We can solve this problem using Depth-First Search (DFS). Here's a step-by-step breakdown:

  1. Initialize:
    • Store the original color of the starting cell.
    • Create a visited matrix to keep track of cells we've already processed.
    • Maintain a list to collect border cells.
  2. DFS Traversal:
    • Start DFS from the given (row, col).
    • For each cell, mark it as visited.
    • For each of the four directions, check the neighbor:
      • If the neighbor is out of bounds or has a different color, mark the current cell as a border cell.
      • If the neighbor is within bounds and the same color, continue DFS if it hasn't been visited.
    • If the cell is a border, add it to the border list.
  3. Coloring:
    • After DFS, loop through all border cells and set their color to the given new color.
  4. Return:
    • Return the modified grid.

This approach ensures that only the border cells of the connected component are colored, and no cell is colored more than once. The use of a visited matrix ensures we do not revisit or recolor any cell.

Example Walkthrough

Let's consider the following example:

Input:
grid = [[1,1],[1,2]], row = 0, col = 0, color = 3

  1. The component connected to (0,0) consists of cells (0,0), (0,1), and (1,0), all with color 1.
  2. For each cell, check if it's a border:
    • (0,0): On the top and left edge of the grid → border
    • (0,1): On the top and right edge → border
    • (1,0): On the left edge, and its neighbor (1,1) is color 2 (different) → border
  3. All three cells are border cells.

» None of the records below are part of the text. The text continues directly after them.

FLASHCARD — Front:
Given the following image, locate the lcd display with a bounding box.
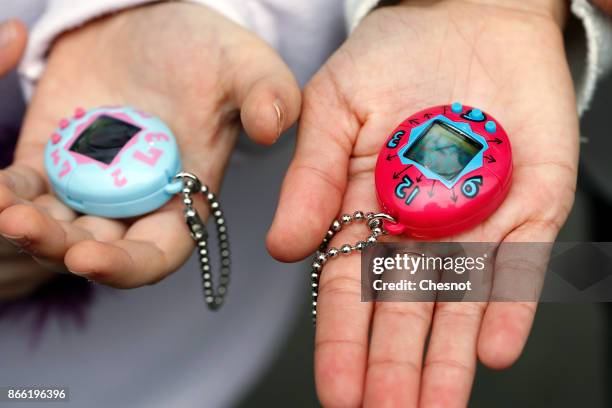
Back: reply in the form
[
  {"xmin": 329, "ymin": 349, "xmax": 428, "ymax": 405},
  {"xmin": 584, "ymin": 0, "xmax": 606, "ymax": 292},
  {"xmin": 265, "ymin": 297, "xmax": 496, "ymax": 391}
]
[
  {"xmin": 70, "ymin": 115, "xmax": 141, "ymax": 165},
  {"xmin": 404, "ymin": 121, "xmax": 482, "ymax": 181}
]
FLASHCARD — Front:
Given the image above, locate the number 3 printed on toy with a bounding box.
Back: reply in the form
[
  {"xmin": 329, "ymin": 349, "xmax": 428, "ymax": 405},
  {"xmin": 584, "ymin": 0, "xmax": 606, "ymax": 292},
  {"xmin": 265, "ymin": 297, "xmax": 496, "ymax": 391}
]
[{"xmin": 386, "ymin": 131, "xmax": 405, "ymax": 149}]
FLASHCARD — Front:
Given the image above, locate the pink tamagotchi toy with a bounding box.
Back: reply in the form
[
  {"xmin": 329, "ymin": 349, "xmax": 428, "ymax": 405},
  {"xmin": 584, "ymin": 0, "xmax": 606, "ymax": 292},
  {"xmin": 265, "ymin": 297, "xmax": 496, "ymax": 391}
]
[{"xmin": 375, "ymin": 103, "xmax": 512, "ymax": 238}]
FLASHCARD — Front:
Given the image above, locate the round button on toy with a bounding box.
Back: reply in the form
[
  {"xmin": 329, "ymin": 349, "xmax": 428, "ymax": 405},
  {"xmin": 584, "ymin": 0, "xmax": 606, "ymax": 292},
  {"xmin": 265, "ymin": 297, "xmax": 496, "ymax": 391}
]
[
  {"xmin": 44, "ymin": 106, "xmax": 183, "ymax": 218},
  {"xmin": 374, "ymin": 103, "xmax": 512, "ymax": 238}
]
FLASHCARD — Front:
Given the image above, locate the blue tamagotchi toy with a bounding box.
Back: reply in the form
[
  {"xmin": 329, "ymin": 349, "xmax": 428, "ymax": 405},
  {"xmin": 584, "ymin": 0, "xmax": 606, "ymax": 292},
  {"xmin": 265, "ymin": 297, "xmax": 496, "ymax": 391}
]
[
  {"xmin": 44, "ymin": 106, "xmax": 232, "ymax": 310},
  {"xmin": 44, "ymin": 106, "xmax": 183, "ymax": 218}
]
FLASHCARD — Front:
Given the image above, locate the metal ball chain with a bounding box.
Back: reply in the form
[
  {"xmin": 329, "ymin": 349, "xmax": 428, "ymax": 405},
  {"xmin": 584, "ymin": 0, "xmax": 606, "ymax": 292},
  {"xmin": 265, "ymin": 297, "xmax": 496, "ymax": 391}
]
[
  {"xmin": 310, "ymin": 211, "xmax": 396, "ymax": 325},
  {"xmin": 175, "ymin": 172, "xmax": 230, "ymax": 311}
]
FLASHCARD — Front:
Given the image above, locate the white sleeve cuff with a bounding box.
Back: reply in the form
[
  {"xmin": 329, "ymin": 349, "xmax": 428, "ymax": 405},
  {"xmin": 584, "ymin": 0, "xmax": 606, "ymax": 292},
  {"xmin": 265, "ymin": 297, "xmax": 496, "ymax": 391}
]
[
  {"xmin": 18, "ymin": 0, "xmax": 250, "ymax": 99},
  {"xmin": 570, "ymin": 0, "xmax": 612, "ymax": 114},
  {"xmin": 345, "ymin": 0, "xmax": 380, "ymax": 32},
  {"xmin": 345, "ymin": 0, "xmax": 612, "ymax": 115}
]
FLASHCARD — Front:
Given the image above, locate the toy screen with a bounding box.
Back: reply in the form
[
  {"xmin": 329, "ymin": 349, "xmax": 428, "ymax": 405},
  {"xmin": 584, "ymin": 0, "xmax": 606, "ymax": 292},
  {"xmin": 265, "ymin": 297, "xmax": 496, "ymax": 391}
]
[
  {"xmin": 404, "ymin": 121, "xmax": 482, "ymax": 181},
  {"xmin": 70, "ymin": 115, "xmax": 141, "ymax": 165}
]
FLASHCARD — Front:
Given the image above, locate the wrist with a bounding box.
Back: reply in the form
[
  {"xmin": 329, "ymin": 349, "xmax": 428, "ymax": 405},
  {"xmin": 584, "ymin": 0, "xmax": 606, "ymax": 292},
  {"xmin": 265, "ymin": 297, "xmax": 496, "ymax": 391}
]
[{"xmin": 396, "ymin": 0, "xmax": 568, "ymax": 28}]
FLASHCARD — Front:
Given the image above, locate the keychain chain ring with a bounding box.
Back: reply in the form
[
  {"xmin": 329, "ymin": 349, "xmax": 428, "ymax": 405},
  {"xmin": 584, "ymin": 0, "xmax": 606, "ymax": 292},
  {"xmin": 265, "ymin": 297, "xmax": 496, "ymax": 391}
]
[
  {"xmin": 310, "ymin": 211, "xmax": 396, "ymax": 325},
  {"xmin": 176, "ymin": 172, "xmax": 231, "ymax": 311}
]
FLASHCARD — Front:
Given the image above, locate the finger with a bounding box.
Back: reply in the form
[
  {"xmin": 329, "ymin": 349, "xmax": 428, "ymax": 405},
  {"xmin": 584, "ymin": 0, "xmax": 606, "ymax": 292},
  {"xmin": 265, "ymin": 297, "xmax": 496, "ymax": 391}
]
[
  {"xmin": 419, "ymin": 302, "xmax": 485, "ymax": 408},
  {"xmin": 0, "ymin": 19, "xmax": 27, "ymax": 76},
  {"xmin": 267, "ymin": 76, "xmax": 359, "ymax": 262},
  {"xmin": 363, "ymin": 301, "xmax": 433, "ymax": 407},
  {"xmin": 32, "ymin": 194, "xmax": 77, "ymax": 222},
  {"xmin": 64, "ymin": 239, "xmax": 169, "ymax": 288},
  {"xmin": 65, "ymin": 208, "xmax": 193, "ymax": 287},
  {"xmin": 231, "ymin": 37, "xmax": 301, "ymax": 145},
  {"xmin": 0, "ymin": 204, "xmax": 124, "ymax": 261},
  {"xmin": 315, "ymin": 248, "xmax": 371, "ymax": 408},
  {"xmin": 0, "ymin": 166, "xmax": 67, "ymax": 242},
  {"xmin": 0, "ymin": 186, "xmax": 81, "ymax": 259},
  {"xmin": 0, "ymin": 164, "xmax": 46, "ymax": 201},
  {"xmin": 314, "ymin": 178, "xmax": 375, "ymax": 408},
  {"xmin": 478, "ymin": 221, "xmax": 556, "ymax": 369}
]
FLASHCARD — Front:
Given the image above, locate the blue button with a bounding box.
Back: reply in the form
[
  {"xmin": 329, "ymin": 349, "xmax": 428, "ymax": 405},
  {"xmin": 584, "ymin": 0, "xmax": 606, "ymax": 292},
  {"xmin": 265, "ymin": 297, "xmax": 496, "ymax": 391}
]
[
  {"xmin": 485, "ymin": 120, "xmax": 496, "ymax": 133},
  {"xmin": 470, "ymin": 109, "xmax": 484, "ymax": 120},
  {"xmin": 451, "ymin": 102, "xmax": 462, "ymax": 114}
]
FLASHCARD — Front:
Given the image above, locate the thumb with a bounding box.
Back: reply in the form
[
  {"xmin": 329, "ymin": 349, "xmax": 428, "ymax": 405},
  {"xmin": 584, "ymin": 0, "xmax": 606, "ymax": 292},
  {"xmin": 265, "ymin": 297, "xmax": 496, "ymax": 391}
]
[
  {"xmin": 0, "ymin": 19, "xmax": 27, "ymax": 76},
  {"xmin": 230, "ymin": 39, "xmax": 301, "ymax": 145}
]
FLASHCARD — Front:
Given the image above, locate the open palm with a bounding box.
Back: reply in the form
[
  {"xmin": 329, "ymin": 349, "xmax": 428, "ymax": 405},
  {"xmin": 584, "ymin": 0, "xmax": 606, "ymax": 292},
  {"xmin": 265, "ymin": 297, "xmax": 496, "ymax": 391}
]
[
  {"xmin": 268, "ymin": 1, "xmax": 577, "ymax": 407},
  {"xmin": 0, "ymin": 2, "xmax": 300, "ymax": 289}
]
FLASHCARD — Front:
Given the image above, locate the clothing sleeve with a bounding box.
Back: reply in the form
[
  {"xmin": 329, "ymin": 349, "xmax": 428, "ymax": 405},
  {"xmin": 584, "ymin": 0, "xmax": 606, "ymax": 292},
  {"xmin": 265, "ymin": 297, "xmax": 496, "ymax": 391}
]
[
  {"xmin": 18, "ymin": 0, "xmax": 279, "ymax": 99},
  {"xmin": 345, "ymin": 0, "xmax": 612, "ymax": 115}
]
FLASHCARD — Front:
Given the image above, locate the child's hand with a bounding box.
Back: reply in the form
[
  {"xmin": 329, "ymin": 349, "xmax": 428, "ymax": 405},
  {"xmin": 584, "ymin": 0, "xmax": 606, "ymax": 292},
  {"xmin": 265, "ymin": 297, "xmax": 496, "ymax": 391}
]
[
  {"xmin": 268, "ymin": 0, "xmax": 575, "ymax": 406},
  {"xmin": 0, "ymin": 2, "xmax": 300, "ymax": 289}
]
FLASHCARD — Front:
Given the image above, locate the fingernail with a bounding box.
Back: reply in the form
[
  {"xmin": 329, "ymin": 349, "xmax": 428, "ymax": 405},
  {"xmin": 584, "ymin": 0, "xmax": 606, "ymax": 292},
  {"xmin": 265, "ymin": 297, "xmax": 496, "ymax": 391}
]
[
  {"xmin": 273, "ymin": 99, "xmax": 284, "ymax": 141},
  {"xmin": 0, "ymin": 21, "xmax": 16, "ymax": 49},
  {"xmin": 67, "ymin": 267, "xmax": 85, "ymax": 277},
  {"xmin": 66, "ymin": 265, "xmax": 96, "ymax": 281}
]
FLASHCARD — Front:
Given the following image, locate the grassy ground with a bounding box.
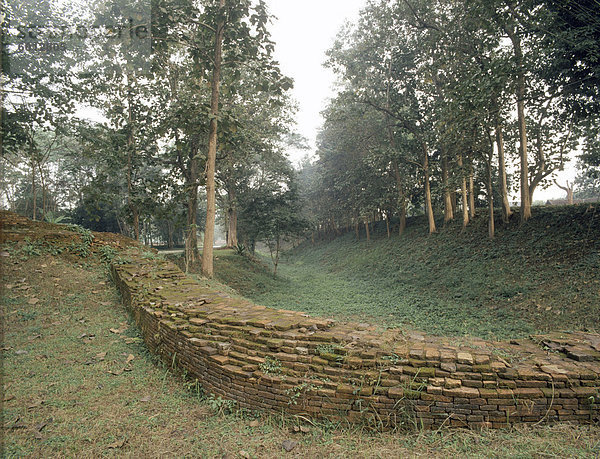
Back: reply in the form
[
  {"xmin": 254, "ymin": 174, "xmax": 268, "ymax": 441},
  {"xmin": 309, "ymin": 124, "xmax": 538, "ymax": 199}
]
[
  {"xmin": 2, "ymin": 245, "xmax": 600, "ymax": 458},
  {"xmin": 209, "ymin": 205, "xmax": 599, "ymax": 340}
]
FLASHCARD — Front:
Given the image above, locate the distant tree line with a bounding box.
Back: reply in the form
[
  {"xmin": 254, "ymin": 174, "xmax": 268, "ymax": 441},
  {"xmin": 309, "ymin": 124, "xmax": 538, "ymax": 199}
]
[
  {"xmin": 1, "ymin": 0, "xmax": 307, "ymax": 275},
  {"xmin": 298, "ymin": 0, "xmax": 600, "ymax": 241}
]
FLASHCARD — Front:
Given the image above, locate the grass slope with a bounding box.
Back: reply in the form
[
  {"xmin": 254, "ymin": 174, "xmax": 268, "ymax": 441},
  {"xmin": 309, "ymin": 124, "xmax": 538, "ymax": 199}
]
[
  {"xmin": 213, "ymin": 205, "xmax": 600, "ymax": 340},
  {"xmin": 2, "ymin": 219, "xmax": 600, "ymax": 457}
]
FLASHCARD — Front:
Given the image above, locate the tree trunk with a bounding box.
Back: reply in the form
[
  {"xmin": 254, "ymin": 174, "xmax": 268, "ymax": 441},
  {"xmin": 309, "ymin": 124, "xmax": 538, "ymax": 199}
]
[
  {"xmin": 365, "ymin": 219, "xmax": 370, "ymax": 242},
  {"xmin": 30, "ymin": 158, "xmax": 37, "ymax": 221},
  {"xmin": 486, "ymin": 153, "xmax": 495, "ymax": 240},
  {"xmin": 40, "ymin": 167, "xmax": 47, "ymax": 219},
  {"xmin": 468, "ymin": 164, "xmax": 475, "ymax": 219},
  {"xmin": 496, "ymin": 121, "xmax": 512, "ymax": 223},
  {"xmin": 201, "ymin": 0, "xmax": 226, "ymax": 278},
  {"xmin": 385, "ymin": 212, "xmax": 390, "ymax": 239},
  {"xmin": 355, "ymin": 220, "xmax": 359, "ymax": 240},
  {"xmin": 422, "ymin": 143, "xmax": 436, "ymax": 234},
  {"xmin": 392, "ymin": 160, "xmax": 408, "ymax": 236},
  {"xmin": 555, "ymin": 181, "xmax": 574, "ymax": 205},
  {"xmin": 458, "ymin": 154, "xmax": 469, "ymax": 227},
  {"xmin": 168, "ymin": 221, "xmax": 174, "ymax": 249},
  {"xmin": 273, "ymin": 237, "xmax": 280, "ymax": 276},
  {"xmin": 441, "ymin": 149, "xmax": 454, "ymax": 224},
  {"xmin": 506, "ymin": 23, "xmax": 531, "ymax": 221},
  {"xmin": 126, "ymin": 75, "xmax": 140, "ymax": 241},
  {"xmin": 226, "ymin": 187, "xmax": 238, "ymax": 248}
]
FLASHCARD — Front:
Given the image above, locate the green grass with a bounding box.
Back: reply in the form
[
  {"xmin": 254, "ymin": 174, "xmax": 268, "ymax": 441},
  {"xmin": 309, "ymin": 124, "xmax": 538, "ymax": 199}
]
[
  {"xmin": 2, "ymin": 215, "xmax": 600, "ymax": 457},
  {"xmin": 209, "ymin": 205, "xmax": 600, "ymax": 340}
]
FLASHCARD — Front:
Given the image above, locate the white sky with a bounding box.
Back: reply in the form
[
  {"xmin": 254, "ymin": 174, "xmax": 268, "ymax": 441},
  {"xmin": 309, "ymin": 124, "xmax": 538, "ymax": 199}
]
[
  {"xmin": 266, "ymin": 0, "xmax": 366, "ymax": 164},
  {"xmin": 265, "ymin": 1, "xmax": 577, "ymax": 201}
]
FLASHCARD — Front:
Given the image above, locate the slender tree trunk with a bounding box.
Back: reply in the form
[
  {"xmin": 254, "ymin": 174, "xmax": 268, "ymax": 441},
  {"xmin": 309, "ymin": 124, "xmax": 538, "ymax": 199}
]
[
  {"xmin": 365, "ymin": 218, "xmax": 370, "ymax": 242},
  {"xmin": 392, "ymin": 160, "xmax": 408, "ymax": 236},
  {"xmin": 31, "ymin": 158, "xmax": 37, "ymax": 221},
  {"xmin": 168, "ymin": 221, "xmax": 174, "ymax": 249},
  {"xmin": 496, "ymin": 121, "xmax": 512, "ymax": 223},
  {"xmin": 355, "ymin": 220, "xmax": 359, "ymax": 240},
  {"xmin": 468, "ymin": 164, "xmax": 475, "ymax": 219},
  {"xmin": 422, "ymin": 143, "xmax": 436, "ymax": 234},
  {"xmin": 186, "ymin": 145, "xmax": 199, "ymax": 262},
  {"xmin": 458, "ymin": 154, "xmax": 469, "ymax": 227},
  {"xmin": 273, "ymin": 237, "xmax": 280, "ymax": 276},
  {"xmin": 442, "ymin": 149, "xmax": 454, "ymax": 224},
  {"xmin": 226, "ymin": 187, "xmax": 238, "ymax": 248},
  {"xmin": 201, "ymin": 0, "xmax": 226, "ymax": 278},
  {"xmin": 126, "ymin": 76, "xmax": 140, "ymax": 241},
  {"xmin": 39, "ymin": 167, "xmax": 47, "ymax": 219},
  {"xmin": 385, "ymin": 212, "xmax": 391, "ymax": 239},
  {"xmin": 399, "ymin": 200, "xmax": 407, "ymax": 236},
  {"xmin": 487, "ymin": 166, "xmax": 495, "ymax": 240},
  {"xmin": 451, "ymin": 191, "xmax": 457, "ymax": 216},
  {"xmin": 506, "ymin": 23, "xmax": 531, "ymax": 221}
]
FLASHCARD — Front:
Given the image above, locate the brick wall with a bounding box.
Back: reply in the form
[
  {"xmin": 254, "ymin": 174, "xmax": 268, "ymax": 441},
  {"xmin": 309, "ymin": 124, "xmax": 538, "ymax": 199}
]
[{"xmin": 112, "ymin": 249, "xmax": 600, "ymax": 429}]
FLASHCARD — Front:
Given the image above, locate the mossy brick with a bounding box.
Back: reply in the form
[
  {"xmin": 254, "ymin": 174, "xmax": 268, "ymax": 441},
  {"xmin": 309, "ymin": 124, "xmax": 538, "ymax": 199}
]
[
  {"xmin": 409, "ymin": 348, "xmax": 425, "ymax": 359},
  {"xmin": 512, "ymin": 388, "xmax": 543, "ymax": 399},
  {"xmin": 445, "ymin": 378, "xmax": 461, "ymax": 389},
  {"xmin": 387, "ymin": 387, "xmax": 404, "ymax": 399},
  {"xmin": 443, "ymin": 387, "xmax": 480, "ymax": 398},
  {"xmin": 336, "ymin": 383, "xmax": 355, "ymax": 394}
]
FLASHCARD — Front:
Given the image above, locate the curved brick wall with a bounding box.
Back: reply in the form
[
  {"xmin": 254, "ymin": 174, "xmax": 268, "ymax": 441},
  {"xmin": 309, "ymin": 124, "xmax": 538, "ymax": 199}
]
[
  {"xmin": 1, "ymin": 212, "xmax": 598, "ymax": 430},
  {"xmin": 111, "ymin": 248, "xmax": 600, "ymax": 429}
]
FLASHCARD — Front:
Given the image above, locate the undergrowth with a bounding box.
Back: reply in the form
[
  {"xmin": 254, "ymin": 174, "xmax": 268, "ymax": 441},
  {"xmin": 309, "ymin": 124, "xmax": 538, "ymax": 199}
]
[{"xmin": 209, "ymin": 205, "xmax": 599, "ymax": 340}]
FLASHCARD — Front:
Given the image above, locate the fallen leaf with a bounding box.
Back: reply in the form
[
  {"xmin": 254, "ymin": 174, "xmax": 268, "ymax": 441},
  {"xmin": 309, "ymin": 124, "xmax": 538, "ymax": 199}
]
[
  {"xmin": 239, "ymin": 451, "xmax": 250, "ymax": 459},
  {"xmin": 281, "ymin": 440, "xmax": 298, "ymax": 452},
  {"xmin": 27, "ymin": 400, "xmax": 45, "ymax": 410},
  {"xmin": 300, "ymin": 426, "xmax": 310, "ymax": 433},
  {"xmin": 249, "ymin": 420, "xmax": 260, "ymax": 427},
  {"xmin": 27, "ymin": 298, "xmax": 39, "ymax": 305},
  {"xmin": 125, "ymin": 354, "xmax": 135, "ymax": 365},
  {"xmin": 9, "ymin": 417, "xmax": 27, "ymax": 430},
  {"xmin": 5, "ymin": 284, "xmax": 14, "ymax": 290},
  {"xmin": 92, "ymin": 290, "xmax": 99, "ymax": 294},
  {"xmin": 107, "ymin": 439, "xmax": 126, "ymax": 449},
  {"xmin": 96, "ymin": 352, "xmax": 107, "ymax": 361},
  {"xmin": 34, "ymin": 419, "xmax": 51, "ymax": 439},
  {"xmin": 108, "ymin": 370, "xmax": 123, "ymax": 376},
  {"xmin": 15, "ymin": 350, "xmax": 28, "ymax": 355},
  {"xmin": 110, "ymin": 328, "xmax": 122, "ymax": 334}
]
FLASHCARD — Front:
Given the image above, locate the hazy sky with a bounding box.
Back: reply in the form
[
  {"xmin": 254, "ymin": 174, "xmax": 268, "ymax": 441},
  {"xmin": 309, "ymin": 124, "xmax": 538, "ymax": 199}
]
[
  {"xmin": 266, "ymin": 0, "xmax": 366, "ymax": 165},
  {"xmin": 265, "ymin": 1, "xmax": 577, "ymax": 201}
]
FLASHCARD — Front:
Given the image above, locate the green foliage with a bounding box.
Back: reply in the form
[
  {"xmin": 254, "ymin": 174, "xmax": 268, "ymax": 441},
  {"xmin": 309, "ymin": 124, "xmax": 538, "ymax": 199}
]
[
  {"xmin": 18, "ymin": 238, "xmax": 63, "ymax": 260},
  {"xmin": 98, "ymin": 245, "xmax": 118, "ymax": 264},
  {"xmin": 215, "ymin": 206, "xmax": 599, "ymax": 339},
  {"xmin": 44, "ymin": 212, "xmax": 69, "ymax": 224},
  {"xmin": 285, "ymin": 382, "xmax": 322, "ymax": 406},
  {"xmin": 259, "ymin": 356, "xmax": 282, "ymax": 375},
  {"xmin": 64, "ymin": 224, "xmax": 95, "ymax": 258},
  {"xmin": 234, "ymin": 243, "xmax": 247, "ymax": 256},
  {"xmin": 205, "ymin": 394, "xmax": 237, "ymax": 416}
]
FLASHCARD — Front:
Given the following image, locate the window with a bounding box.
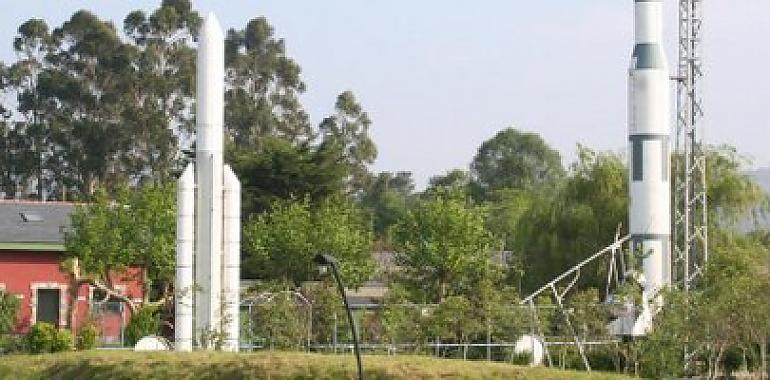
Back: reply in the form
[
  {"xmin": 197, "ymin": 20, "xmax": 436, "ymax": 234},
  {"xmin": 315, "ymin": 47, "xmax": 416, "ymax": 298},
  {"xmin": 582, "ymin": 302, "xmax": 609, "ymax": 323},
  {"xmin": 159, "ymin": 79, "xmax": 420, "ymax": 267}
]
[
  {"xmin": 20, "ymin": 212, "xmax": 44, "ymax": 222},
  {"xmin": 633, "ymin": 140, "xmax": 644, "ymax": 181},
  {"xmin": 36, "ymin": 288, "xmax": 61, "ymax": 325}
]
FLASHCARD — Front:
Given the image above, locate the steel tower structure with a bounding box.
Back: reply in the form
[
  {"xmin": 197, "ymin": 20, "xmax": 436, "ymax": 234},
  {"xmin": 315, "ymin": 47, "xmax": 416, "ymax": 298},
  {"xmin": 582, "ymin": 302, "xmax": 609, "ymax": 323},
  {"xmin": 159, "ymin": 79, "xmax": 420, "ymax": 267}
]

We color them with 3.
  4. Result:
    [[3,3],[3,2]]

The solution only colors the border cells, leaving any non-component or internal cells unchanged.

Time and Space Complexity

Brute-force approach:
If we tried to color every cell and then backtrack, the time and space complexity could be as high as O(m*n) for an m x n grid, with redundant work.

Optimized DFS approach:

  • Time Complexity: O(m*n) in the worst case, since we may visit every cell in the grid once (if the component covers the whole grid).
  • Space Complexity: O(m*n) for the visited matrix and, in the worst case, the recursion stack and border list.

These complexities are optimal, as we must at least visit every component cell to determine its border status.

Summary

The "Coloring A Border" problem is a twist on classic region-filling algorithms. The key insight is to use DFS to both identify the connected component and determine which of its cells are borders. By carefully marking visited cells and checking neighbors, we can efficiently collect and recolor only the required border cells. This approach is clean, avoids unnecessary coloring, and demonstrates how classic traversal techniques can be adapted to solve nuanced grid problems.